El Tratado ha mostrado luces y sombras. El comercio exterior con Estados Unidos y Canadá ha crecido de manera considerable. En 1993, México exportaba hacia ambos países 44 mil 420 millones de dólares e importaba 46 mil 470 millones, lo que le representó un déficit comercial de 2 mil 50 millones de dólares. Actualmente, se tiene un superávit comercial de 103 mil 762 millones de dólares, gracias a que en el 2012 exportó 298 mil 763 millones de dólares y únicamente importó 195 mil millones. Dentro del TLCAN, México realiza el 96.3 % de su comercio con Estados Unidos y el restante 3.7 % con Canadá. Sin embargo, los flujos de Inversión Extranjera Directa (IED) de Estados Unidos y Canadá hacia México no han mostrado un crecimiento sustancioso. En 1999 la IED de ambos países fue de 8 mil 246 millones de dólares y en 2012 se reportaron 8 mil 781 mdd.

Ahora bien, si las exportaciones mexicanas han mostrado un crecimiento sostenido a partir de la firma del TLCAN y desde 1993 en términos reales la contribución de las exportaciones al PIB pasó de 9 % a representar 18 % en 2012, ¿cómo es que el producto no ha crecido en respuesta de una manera más contundente?

Una de las respuestas más destacadas, es el bajo valor agregado de las exportaciones manufactureras mexicanas, lo que ha conducido a que no se esté generando una sinergia productiva entre dinamismo exportador y efectos multiplicadores en el resto de los sectores productivos. Este fenómeno descansa fundamentalmente en el alto contenido importado de las exportaciones, derivado de la naturaleza de nuestro aparato exportador manufacturero, que se sustenta en el modelo de manufactura de ensamble.

El impacto más directo que ha tenido el TLCAN en el aparato productivo, es la desarticulación de las cadenas productivas internas. En efecto, a mediados de los 80 nos abrimos al mundo, sin que nuestro sector productivo estuviera preparado, y fue fácilmente desplazado por las importaciones. Hoy en día somos un país altamente exportador, pero de importaciones.

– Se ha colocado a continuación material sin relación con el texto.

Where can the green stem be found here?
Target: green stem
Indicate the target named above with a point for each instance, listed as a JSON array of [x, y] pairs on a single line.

La ausencia de política industrial en nuestro país, ha beneficiado la importación de insumos y bienes finales, a través de una política de desregulación y desprotección arancelaria indiscriminada, y el uso del tipo de cambio como ancla antiinflacionaria y no como válvula reguladora de los desequilibrios externos.

El TLCAN ha cumplido sus primeros 20 años y no ha mostrado plenamente los impactos y beneficios. Ahora, estamos por entrar a un nuevo reto que es el TPP. También vale la pena preguntarnos si nuestro sector industrial está preparado para esta nueva aventura. La respuesta, sin un Política Industrial de largo plazo, es que no, y las consecuencias pueden ser desastrosas.

*Texto resumido del presidente de Consultores Internacionales, S.C.